Дельвиг рекомендовал молодого Гоголя поэту Жуковскому, а тот — литературному критику и университетскому профессору Плетневу, который памятен главным образом тем, что Пушкин посвятил ему «Евгения Онегина». Плетнев и особенно Жуковский стали близкими друзьями Гоголя. В мягком, набожном, медоточивом Жуковском ему встретился тот духовный темперамент, который можно счесть пародией на его собственный, если оставить в стороне яростную, почти средневековую страсть, какую Гоголь вкладывал в свою метафизику. Жуковский был поразительным переводчиком и в переводах из Цедлица и Шиллера превзошел подлинники; один из величайших второстепенных поэтов на свете, он прожил жизнь в чем-то вроде созданного им самим золотого века, где провидение правило самым благожелательным и даже благочинным образом, а, фимиам, который Жуковский послушно воскурял, его медоточивые стихи и «молоко сердечных чувств», которое в нем никогда не прокисало, — все это отвечало представлениям Гоголя о чисто русской душе; его не только не смущали, но, наоборот, даже внушали приятное возвышенное ощущение сродства излюбленные идеи Жуковского о совершенствовании мира, такие, к примеру, как замена смертной казни религиозным таинством, при котором вешать будут в закрытом помещении вроде церкви, под торжественное пение псалмов, невидимое для коленопреклоненной толпы, но на слух прекраснее и вдохновенное; одним из доводов, которые Жуковский приводил в защиту этого необычайного ритуала, было то, что отгороженное место, завесы, звонкие голоса священнослужителей и хора (заглушающие все непотребные звуки) не позволят осужденным куражиться при зрителях — греховно щеголять своей развязностью или отвагой перед лицом смерти.

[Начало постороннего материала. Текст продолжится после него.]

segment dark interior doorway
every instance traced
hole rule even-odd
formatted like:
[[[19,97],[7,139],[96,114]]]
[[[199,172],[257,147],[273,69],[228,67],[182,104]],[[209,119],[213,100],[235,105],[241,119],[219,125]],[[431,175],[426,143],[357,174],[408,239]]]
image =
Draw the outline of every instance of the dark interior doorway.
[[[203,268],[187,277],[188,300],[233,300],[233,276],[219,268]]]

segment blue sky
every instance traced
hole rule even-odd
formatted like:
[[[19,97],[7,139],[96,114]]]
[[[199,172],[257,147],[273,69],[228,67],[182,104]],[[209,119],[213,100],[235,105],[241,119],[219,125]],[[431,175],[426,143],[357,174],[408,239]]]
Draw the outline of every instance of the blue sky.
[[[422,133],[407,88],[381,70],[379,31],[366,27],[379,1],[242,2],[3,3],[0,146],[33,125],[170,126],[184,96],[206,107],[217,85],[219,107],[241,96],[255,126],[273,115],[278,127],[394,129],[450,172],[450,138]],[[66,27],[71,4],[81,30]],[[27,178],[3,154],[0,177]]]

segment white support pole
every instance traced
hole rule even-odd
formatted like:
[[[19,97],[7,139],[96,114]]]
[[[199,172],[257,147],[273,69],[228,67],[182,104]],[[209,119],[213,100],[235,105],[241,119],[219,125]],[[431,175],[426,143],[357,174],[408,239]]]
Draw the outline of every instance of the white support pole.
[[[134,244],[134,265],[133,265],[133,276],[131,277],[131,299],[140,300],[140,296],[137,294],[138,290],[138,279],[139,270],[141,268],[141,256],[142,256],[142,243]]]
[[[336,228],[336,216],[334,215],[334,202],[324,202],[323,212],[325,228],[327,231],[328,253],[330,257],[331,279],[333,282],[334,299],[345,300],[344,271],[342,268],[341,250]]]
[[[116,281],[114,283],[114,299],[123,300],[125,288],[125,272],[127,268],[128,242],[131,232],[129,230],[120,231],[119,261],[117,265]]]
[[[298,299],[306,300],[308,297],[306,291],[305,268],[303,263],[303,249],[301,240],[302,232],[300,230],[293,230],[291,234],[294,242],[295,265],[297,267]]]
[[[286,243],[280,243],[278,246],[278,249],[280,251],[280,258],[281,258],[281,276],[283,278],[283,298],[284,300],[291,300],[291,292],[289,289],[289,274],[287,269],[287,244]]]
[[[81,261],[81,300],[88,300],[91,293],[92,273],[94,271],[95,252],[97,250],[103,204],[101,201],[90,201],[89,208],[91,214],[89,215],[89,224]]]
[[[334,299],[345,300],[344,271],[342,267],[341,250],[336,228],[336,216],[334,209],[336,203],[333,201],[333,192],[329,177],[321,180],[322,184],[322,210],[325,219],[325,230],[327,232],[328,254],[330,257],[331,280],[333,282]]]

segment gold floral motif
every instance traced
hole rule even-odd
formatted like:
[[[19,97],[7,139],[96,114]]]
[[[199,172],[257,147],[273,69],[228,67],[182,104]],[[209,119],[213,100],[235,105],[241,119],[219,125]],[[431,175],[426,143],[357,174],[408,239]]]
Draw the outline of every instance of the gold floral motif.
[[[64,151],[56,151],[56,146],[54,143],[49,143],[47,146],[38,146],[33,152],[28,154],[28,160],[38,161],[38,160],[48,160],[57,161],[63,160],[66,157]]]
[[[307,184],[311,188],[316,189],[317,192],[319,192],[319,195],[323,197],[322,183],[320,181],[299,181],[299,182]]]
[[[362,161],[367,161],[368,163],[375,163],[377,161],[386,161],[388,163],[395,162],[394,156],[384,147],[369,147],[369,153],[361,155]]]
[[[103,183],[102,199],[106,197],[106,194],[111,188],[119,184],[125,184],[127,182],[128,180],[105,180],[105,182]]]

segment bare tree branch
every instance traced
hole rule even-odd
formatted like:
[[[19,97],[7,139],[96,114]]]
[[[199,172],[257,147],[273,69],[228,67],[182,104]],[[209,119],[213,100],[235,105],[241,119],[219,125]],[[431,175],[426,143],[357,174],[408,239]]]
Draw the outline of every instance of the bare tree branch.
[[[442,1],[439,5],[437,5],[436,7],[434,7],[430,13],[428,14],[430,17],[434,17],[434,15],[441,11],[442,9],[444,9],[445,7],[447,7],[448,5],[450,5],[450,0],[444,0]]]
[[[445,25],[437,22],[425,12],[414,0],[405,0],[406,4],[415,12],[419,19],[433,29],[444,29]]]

При помощи Плетнева Гоголь получил возможность сменить поденщину государственной службы на поденщину педагогическую, с чего и началась его незадачливая учительская карьера (в качестве преподавателя истории в институте благородных девиц). И через того же Плетнева на приеме, устроенном им в мае 1831 г., Гоголь познакомился с Пушкиным.

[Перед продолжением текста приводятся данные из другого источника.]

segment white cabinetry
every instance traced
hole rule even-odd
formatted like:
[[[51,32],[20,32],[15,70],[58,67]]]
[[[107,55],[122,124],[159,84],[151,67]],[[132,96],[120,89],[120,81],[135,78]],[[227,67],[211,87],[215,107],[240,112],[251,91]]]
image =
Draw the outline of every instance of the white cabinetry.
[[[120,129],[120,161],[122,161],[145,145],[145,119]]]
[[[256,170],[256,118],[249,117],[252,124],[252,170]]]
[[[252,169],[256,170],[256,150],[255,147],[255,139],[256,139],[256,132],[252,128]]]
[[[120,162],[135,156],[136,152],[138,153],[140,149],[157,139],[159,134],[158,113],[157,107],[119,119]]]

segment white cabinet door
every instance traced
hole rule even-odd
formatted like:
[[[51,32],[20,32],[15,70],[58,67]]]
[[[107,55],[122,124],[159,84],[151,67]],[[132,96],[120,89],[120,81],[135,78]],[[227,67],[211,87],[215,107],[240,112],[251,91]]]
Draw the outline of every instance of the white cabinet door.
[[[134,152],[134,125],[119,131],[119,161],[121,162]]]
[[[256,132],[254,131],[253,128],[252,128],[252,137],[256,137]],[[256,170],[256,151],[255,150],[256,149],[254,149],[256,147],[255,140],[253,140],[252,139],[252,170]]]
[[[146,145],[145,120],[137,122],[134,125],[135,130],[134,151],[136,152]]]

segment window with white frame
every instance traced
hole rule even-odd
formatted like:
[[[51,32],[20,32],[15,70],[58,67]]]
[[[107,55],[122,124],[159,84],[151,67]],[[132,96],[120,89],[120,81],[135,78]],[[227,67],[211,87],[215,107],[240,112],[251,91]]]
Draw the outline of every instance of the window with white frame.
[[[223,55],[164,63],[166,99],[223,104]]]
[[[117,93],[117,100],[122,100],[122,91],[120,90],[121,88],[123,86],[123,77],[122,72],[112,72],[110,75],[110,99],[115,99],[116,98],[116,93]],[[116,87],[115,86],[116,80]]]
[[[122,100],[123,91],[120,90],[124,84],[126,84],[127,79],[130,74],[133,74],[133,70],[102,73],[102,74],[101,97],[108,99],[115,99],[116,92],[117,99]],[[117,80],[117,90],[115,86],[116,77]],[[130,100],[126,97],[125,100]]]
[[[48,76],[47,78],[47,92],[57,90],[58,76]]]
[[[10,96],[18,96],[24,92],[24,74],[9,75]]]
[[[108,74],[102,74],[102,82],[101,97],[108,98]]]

Пушкин только что женился и, вместо того чтобы запереть супругу в самый темный чулан дальнего поместья, как ему и полагалось бы, знай он, что выйдет из этих дурацких придворных балов и якшанья с подлецами придворными (под присмотром равнодушного распутного царя, невежды и негодяя, чье царствование все целиком не стоило и страницы пушкинских стихов), привез ее из Москвы в столицу. Гений его был в полном расцвете, но русский поэтический ренессанс уже кончился, литературные угодья захватили стаи шарлатанов, и колченогие философы, «идеалисты» немецкого пошиба, первые ласточки гражданственной литературной критики, которая в конце концов выродилась в беспомощные писания разного толка народников, были единодушны в оценке величайшего поэта своей эпохи (а может, и всех времен, за исключением Шекспира) как пыльного пережитка ушедшего поколения или как представителя литературной «аристократии» — не знаю, что они хотели этим сказать. Серьезные читатели жаждали «фактов», «подлинности чувств», «интереса к человеку» точно так же, как эти бедняги жаждут их теперь.

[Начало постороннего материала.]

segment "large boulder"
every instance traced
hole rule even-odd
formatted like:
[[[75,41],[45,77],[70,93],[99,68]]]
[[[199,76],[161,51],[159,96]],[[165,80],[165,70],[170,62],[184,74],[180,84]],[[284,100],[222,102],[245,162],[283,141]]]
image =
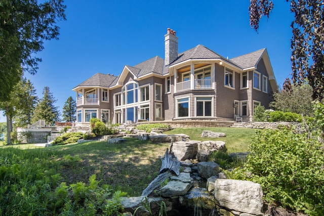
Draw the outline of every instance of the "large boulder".
[[[263,192],[259,184],[218,179],[215,182],[214,194],[220,206],[252,214],[263,214]]]
[[[197,155],[197,144],[200,141],[194,140],[173,143],[172,152],[179,160],[195,159]]]
[[[217,138],[218,137],[225,137],[226,135],[223,133],[214,132],[211,131],[204,131],[201,133],[201,137],[211,137]]]
[[[218,174],[219,165],[215,162],[199,162],[198,163],[198,175],[206,179]]]

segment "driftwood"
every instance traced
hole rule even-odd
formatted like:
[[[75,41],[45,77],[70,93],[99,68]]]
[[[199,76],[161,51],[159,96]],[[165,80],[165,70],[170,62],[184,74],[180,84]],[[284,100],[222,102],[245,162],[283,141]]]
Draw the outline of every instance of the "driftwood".
[[[169,152],[169,149],[167,148],[166,153],[163,158],[162,165],[159,171],[159,175],[152,182],[148,185],[148,186],[143,191],[142,196],[148,196],[155,188],[159,187],[162,183],[168,179],[173,174],[179,176],[180,173],[180,167],[181,164],[178,160],[177,157],[174,156],[174,154],[172,151],[172,145],[170,148]]]

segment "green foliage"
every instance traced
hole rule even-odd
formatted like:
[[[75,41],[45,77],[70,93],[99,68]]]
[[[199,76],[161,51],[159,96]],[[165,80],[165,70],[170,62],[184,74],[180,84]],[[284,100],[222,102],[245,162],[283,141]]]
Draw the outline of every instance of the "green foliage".
[[[263,106],[258,106],[254,109],[254,121],[267,121],[267,113]]]
[[[145,131],[146,133],[150,133],[153,129],[167,128],[171,129],[170,125],[161,123],[154,123],[153,124],[141,124],[136,126],[136,129]]]
[[[52,144],[64,145],[73,143],[77,140],[83,139],[84,134],[82,132],[67,133],[62,136],[58,137],[52,142]]]
[[[40,99],[35,108],[32,116],[32,121],[36,122],[40,119],[45,119],[47,123],[54,124],[55,121],[59,121],[60,112],[58,107],[54,106],[57,101],[50,92],[50,88],[45,87],[43,90],[43,97]]]
[[[76,119],[76,116],[75,116],[76,108],[76,103],[75,101],[71,96],[67,98],[63,107],[62,120],[69,122],[75,121]]]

“Сейчас прочел «Вечера близ Диканьки», — писал Пушкин другу. — Они изумили меня. Вот настоящая веселость, искренняя, непринужденная, без жеманства, без чопорности. А местами какая поэзия! Какая чувствительность! Все это так необыкновенно в нашей нынешней литературе, что я доселе не образумился. Мне сказывали [сообщил об этом Пушкину сам Гоголь, и весьма вероятно, что сам же это выдумал], что когда издатель вошел в типографию, где печатались «Вечера», то наборщики начали прыскать и фыркать, зажимая рот рукою. Фактор объяснил их веселость, признавшись ему, что наборщики помирали со смеху, набирая его книгу. Мольер и Фильдинг, вероятно, были бы рады рассмешить своих наборщиков. Поздравляю публику с истинно веселою книгою...”

Похвала Пушкина мне кажется несколько преувеличенной. Но нельзя забывать, что почти ничего поистине стоящего (кроме прозы самого Пушкина) в ту пору не публиковалось из русской художественной литературы. По сравнению с дешевыми подражаниями английским и французским романам XVIII в., которые покладистый читатель жадно глотал из-за отсутствия настоящей духовной пищи, «Вечера» Гоголя, конечно, были откровением. Их прелесть и юмор с тех пор разительно поблекли. Странное дело, но именно благодаря «Вечерам» (и первому и второму томам) за Гоголем укрепилась слава юмориста. Когда мне кто-нибудь говорит, что Гоголь «юморист», я сразу понимаю, что человек этот не слишком разбирается в литературе. Если бы Пушкин дожил до «Шинели» и «Мертвых душ», он бы, несомненно, понял, что Гоголь — нечто большее, чем поставщик «настоящей веселости». Недаром ходит легенда, кажется тоже придуманная Гоголем, что, когда незадолго до смерти Пушкина он прочел ему набросок первой главы «Мертвых душ», тот воскликнул: «Боже, как грустна наша Россия!»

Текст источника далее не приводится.